Barbara always wanted another daughter, and sure enough, in January 1930, Barbara Irene (my Mum, known as Rene up north) was born. By this time Reginald had left the quarry and started working as a gardener “at the big house”. He loved being out in the open and had a true affinity with nature. The limited photos that we have of this period seem to show a happy childhood for all of Reg and Barbara’s children.
Then tragically, in January 1941, Barbara Ellen Baker died. She was just 41, and the young sweethearts had been married for over 20 years. Reg was distraught; he was inconsolable and, in his grief, destroyed all images of Barbara.

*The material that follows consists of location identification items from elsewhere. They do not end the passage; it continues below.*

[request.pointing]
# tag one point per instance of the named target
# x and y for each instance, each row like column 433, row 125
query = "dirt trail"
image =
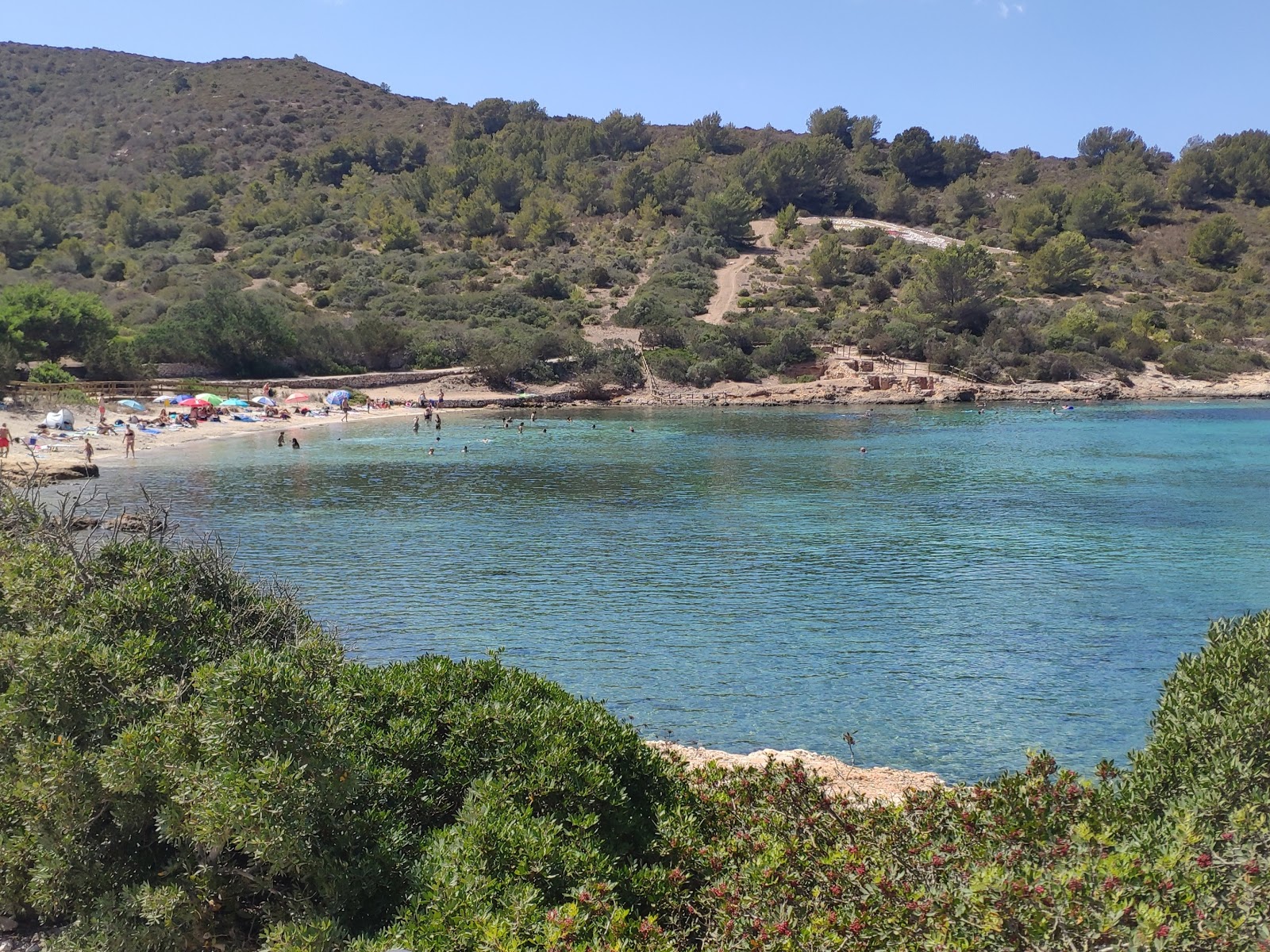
column 905, row 232
column 729, row 276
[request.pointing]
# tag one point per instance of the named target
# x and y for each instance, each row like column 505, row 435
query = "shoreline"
column 840, row 778
column 63, row 456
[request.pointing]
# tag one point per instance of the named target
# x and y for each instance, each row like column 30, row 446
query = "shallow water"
column 971, row 587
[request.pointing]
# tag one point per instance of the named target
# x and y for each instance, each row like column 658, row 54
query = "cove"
column 971, row 587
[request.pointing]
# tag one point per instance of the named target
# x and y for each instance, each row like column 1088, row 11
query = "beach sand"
column 883, row 784
column 61, row 456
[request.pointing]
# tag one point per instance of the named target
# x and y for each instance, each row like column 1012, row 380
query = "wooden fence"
column 112, row 390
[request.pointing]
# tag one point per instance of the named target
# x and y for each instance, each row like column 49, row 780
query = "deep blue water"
column 971, row 587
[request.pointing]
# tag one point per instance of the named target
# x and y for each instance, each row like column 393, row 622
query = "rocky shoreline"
column 876, row 784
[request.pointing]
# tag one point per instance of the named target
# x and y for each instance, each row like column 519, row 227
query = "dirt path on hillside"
column 728, row 277
column 905, row 232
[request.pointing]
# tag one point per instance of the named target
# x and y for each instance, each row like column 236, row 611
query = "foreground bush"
column 188, row 762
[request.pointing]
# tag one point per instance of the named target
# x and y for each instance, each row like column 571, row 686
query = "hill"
column 273, row 216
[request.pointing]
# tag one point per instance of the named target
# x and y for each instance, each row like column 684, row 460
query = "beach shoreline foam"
column 61, row 457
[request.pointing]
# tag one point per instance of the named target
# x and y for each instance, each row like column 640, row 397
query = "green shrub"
column 50, row 372
column 209, row 767
column 1218, row 243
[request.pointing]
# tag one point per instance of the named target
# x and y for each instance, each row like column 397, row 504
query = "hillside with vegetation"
column 270, row 217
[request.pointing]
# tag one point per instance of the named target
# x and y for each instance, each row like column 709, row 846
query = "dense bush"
column 187, row 761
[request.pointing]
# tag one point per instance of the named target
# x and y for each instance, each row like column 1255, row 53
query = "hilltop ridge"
column 264, row 217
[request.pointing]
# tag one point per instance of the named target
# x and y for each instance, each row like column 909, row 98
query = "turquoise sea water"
column 971, row 587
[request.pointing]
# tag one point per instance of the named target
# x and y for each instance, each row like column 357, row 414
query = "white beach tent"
column 60, row 419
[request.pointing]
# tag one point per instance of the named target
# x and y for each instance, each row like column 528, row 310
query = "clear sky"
column 1038, row 73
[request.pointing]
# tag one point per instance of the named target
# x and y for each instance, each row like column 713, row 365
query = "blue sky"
column 1038, row 73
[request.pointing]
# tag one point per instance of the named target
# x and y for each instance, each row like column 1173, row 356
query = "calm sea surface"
column 971, row 587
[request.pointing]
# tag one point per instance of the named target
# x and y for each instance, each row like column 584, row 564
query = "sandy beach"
column 878, row 784
column 845, row 378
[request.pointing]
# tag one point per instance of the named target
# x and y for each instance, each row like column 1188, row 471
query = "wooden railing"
column 112, row 390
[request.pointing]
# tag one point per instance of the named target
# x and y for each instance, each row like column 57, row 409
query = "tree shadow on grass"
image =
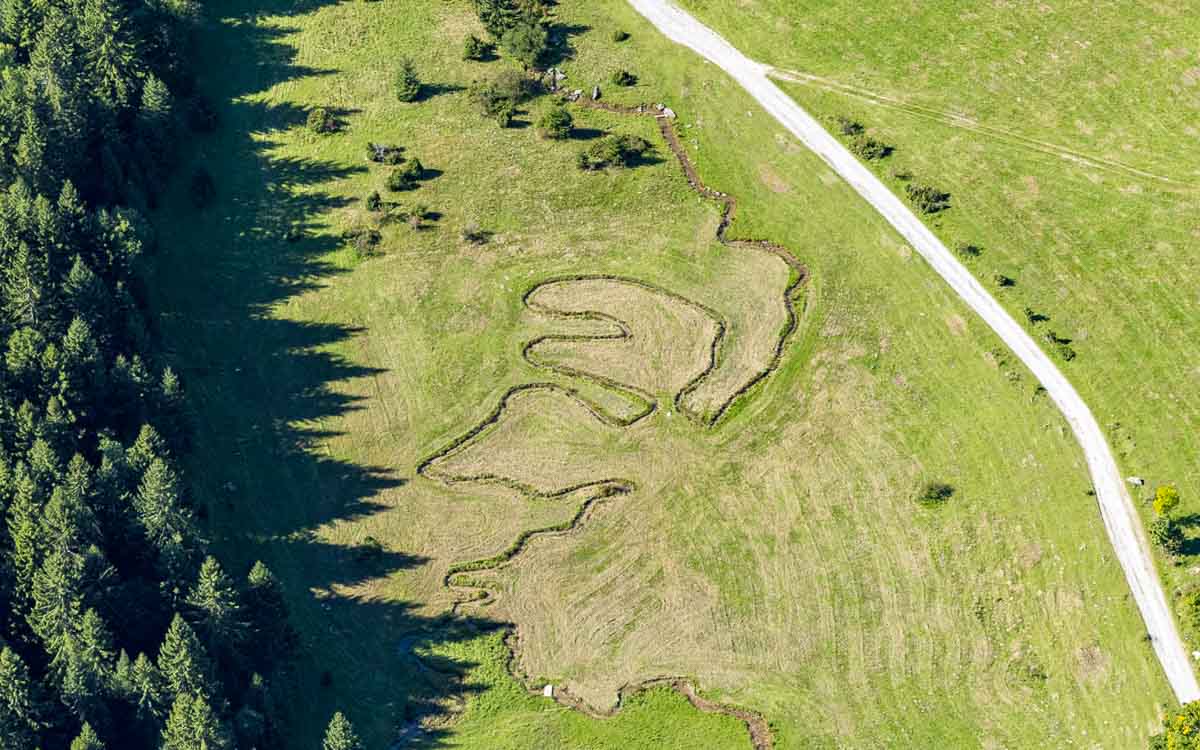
column 264, row 390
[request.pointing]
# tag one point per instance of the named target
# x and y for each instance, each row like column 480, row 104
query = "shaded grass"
column 779, row 562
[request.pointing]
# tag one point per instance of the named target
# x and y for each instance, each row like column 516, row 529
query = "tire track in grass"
column 479, row 592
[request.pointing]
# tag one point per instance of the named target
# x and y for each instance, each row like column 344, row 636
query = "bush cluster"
column 927, row 198
column 557, row 124
column 624, row 78
column 407, row 83
column 499, row 97
column 613, row 151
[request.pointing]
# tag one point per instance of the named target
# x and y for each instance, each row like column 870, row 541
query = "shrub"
column 526, row 42
column 498, row 99
column 849, row 127
column 321, row 121
column 613, row 151
column 1167, row 534
column 383, row 154
column 927, row 198
column 1189, row 607
column 475, row 235
column 406, row 177
column 415, row 216
column 202, row 189
column 1167, row 498
column 474, row 48
column 935, row 493
column 869, row 149
column 556, row 124
column 407, row 83
column 624, row 78
column 363, row 240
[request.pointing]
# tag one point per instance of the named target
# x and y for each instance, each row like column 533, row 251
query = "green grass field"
column 983, row 101
column 778, row 558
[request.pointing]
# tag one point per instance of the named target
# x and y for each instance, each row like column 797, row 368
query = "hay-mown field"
column 777, row 557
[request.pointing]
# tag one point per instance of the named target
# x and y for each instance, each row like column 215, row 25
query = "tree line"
column 118, row 629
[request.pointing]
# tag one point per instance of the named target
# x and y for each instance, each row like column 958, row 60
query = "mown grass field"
column 778, row 558
column 1105, row 253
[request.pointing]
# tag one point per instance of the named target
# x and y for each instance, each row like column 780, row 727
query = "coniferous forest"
column 117, row 628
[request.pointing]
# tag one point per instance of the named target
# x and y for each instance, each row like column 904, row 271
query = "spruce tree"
column 273, row 637
column 183, row 661
column 19, row 709
column 112, row 57
column 192, row 725
column 88, row 739
column 147, row 689
column 216, row 607
column 340, row 735
column 58, row 605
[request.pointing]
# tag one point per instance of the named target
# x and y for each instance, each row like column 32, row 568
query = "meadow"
column 1066, row 133
column 777, row 557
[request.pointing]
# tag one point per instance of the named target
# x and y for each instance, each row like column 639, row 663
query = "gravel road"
column 1116, row 507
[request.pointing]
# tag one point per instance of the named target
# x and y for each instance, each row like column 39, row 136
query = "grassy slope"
column 1109, row 257
column 322, row 381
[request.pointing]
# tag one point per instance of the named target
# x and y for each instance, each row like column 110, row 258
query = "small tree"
column 1167, row 534
column 1167, row 498
column 556, row 124
column 526, row 43
column 474, row 48
column 927, row 198
column 408, row 83
column 850, row 127
column 869, row 149
column 406, row 177
column 935, row 493
column 624, row 78
column 340, row 735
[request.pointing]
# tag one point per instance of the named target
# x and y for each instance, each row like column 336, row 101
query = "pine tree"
column 216, row 609
column 273, row 637
column 84, row 293
column 19, row 709
column 148, row 447
column 147, row 688
column 25, row 553
column 112, row 57
column 166, row 521
column 82, row 366
column 340, row 735
column 183, row 663
column 192, row 725
column 19, row 22
column 25, row 288
column 58, row 605
column 88, row 739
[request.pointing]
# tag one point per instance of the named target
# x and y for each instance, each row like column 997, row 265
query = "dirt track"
column 1116, row 507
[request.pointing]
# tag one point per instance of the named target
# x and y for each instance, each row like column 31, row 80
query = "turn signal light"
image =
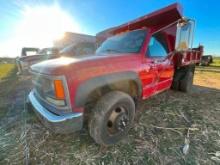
column 59, row 89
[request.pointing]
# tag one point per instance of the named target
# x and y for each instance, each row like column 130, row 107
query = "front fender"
column 90, row 85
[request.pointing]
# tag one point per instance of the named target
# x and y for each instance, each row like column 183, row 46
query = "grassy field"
column 5, row 69
column 216, row 61
column 163, row 125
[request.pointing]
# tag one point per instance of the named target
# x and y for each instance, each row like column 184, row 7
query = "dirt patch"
column 158, row 136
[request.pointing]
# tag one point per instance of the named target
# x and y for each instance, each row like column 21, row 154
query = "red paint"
column 155, row 76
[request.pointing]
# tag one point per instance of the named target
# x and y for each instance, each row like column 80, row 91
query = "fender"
column 90, row 85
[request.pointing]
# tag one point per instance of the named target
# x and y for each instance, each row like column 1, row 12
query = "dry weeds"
column 163, row 124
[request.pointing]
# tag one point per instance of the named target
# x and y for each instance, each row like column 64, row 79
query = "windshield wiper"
column 112, row 50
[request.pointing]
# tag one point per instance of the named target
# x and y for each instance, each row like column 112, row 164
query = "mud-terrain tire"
column 111, row 118
column 187, row 81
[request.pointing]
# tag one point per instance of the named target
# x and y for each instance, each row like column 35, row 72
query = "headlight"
column 54, row 92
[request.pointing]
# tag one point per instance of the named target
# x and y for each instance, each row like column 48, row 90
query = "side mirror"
column 184, row 34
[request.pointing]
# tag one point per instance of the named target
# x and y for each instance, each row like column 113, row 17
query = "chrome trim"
column 47, row 114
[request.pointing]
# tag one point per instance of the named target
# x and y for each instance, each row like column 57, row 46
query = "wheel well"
column 128, row 86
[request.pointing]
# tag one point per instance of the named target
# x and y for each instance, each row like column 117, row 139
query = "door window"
column 157, row 47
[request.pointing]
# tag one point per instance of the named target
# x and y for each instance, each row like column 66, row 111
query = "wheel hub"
column 118, row 120
column 121, row 122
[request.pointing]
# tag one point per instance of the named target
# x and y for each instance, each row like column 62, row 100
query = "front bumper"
column 59, row 124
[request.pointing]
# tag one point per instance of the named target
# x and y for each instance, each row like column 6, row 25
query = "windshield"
column 129, row 42
column 84, row 48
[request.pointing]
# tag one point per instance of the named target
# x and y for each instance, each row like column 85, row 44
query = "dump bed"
column 159, row 20
column 188, row 57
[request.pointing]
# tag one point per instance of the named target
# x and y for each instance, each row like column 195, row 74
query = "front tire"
column 112, row 117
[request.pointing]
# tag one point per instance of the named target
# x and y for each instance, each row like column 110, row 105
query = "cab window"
column 157, row 46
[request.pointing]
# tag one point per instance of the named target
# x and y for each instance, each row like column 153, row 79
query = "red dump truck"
column 136, row 60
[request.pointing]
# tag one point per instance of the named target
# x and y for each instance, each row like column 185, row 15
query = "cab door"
column 157, row 52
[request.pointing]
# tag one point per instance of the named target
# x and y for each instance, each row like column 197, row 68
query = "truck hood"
column 58, row 65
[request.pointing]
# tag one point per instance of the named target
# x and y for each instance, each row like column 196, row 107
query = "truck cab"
column 136, row 60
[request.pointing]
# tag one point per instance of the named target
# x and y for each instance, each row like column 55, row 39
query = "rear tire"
column 111, row 118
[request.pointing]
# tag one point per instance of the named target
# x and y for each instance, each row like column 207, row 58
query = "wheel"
column 111, row 118
column 187, row 81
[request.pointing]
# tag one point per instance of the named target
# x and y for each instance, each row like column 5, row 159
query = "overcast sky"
column 37, row 23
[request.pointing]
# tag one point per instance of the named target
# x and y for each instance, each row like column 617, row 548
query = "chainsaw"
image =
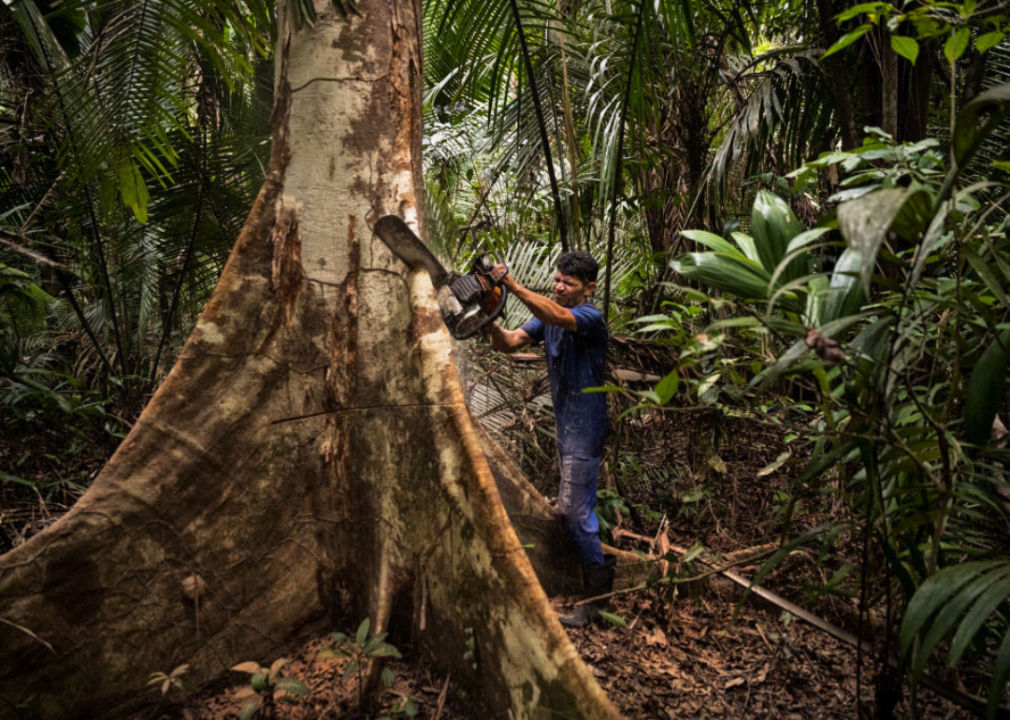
column 468, row 302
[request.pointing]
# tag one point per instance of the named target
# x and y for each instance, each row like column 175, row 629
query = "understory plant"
column 362, row 650
column 893, row 311
column 267, row 686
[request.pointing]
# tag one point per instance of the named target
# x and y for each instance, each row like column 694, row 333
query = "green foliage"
column 167, row 682
column 360, row 651
column 267, row 686
column 906, row 340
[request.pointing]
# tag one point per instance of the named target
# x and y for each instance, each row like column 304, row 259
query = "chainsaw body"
column 468, row 302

However, a few years later Reginald did re-marry, in 1945, to Edith Constantine. The wedding was also attended by Oliver Perry Baker, the older brother who had spent many years in Canada and the USA but had not returned to fight in the First World War. He returned to the UK in 1933 giving his occupation as ‘farmer’ and his intended residence as Old Buckenham in Norfolk. It is not known what happened next until his marriage to Doris Alice Constance Proctor is registered at the beginning of 1939. The couple are found on the 1939 Register in September of that year living in Bevere Green, Droitwich, where Oliver is working as a cowman. A son was born to the couple, James Perry Baker, in 1943. Geoffrey (Reg’s oldest son) remembers meeting him his Uncle Oliver as a teenager but had no other knowledge of him except that he attended his father’s second wedding.
Reginald’s second marriage was a happy one and the couple continued to live in Proctors Row.
Edith died in 1961. Reginald was not one to remain on his own, and just one year later, he married for a third time, to Ellen Hobman, when he was 64 years of age. Sadly she passed away just 4 years later.
Loneliness was not for Reg, and a year later he married Annie Lyon in 1967. She refused to live in a house that did not have an inside toilet or bathroom, and so they moved to Burnley. It was not the best of marriages, unfortunately, but Reginald remained there until his death, aged 79, in 1978.

Sadly, much of this has been dates for hatches, matches and dispatches (as my Mum always called Births, Marriages and Deaths). I confess, I wish I had listened more intently when younger, especially as we have now lost all my uncles and aunts, so checking background information becomes more and more difficult.
Reginald was a country lad at heart. A very brief anecdote, from my own youth.
Around 1974, my Grandad came to visit. We took our dog for a walk, which took maybe 20 minutes. While we were walking, Grandad pulled out his penknife, and cut a small twig off a tree. By the time we were turning home, being halfway through our walk, he had made me a sliding whistle, and was gaily playing a tune on it.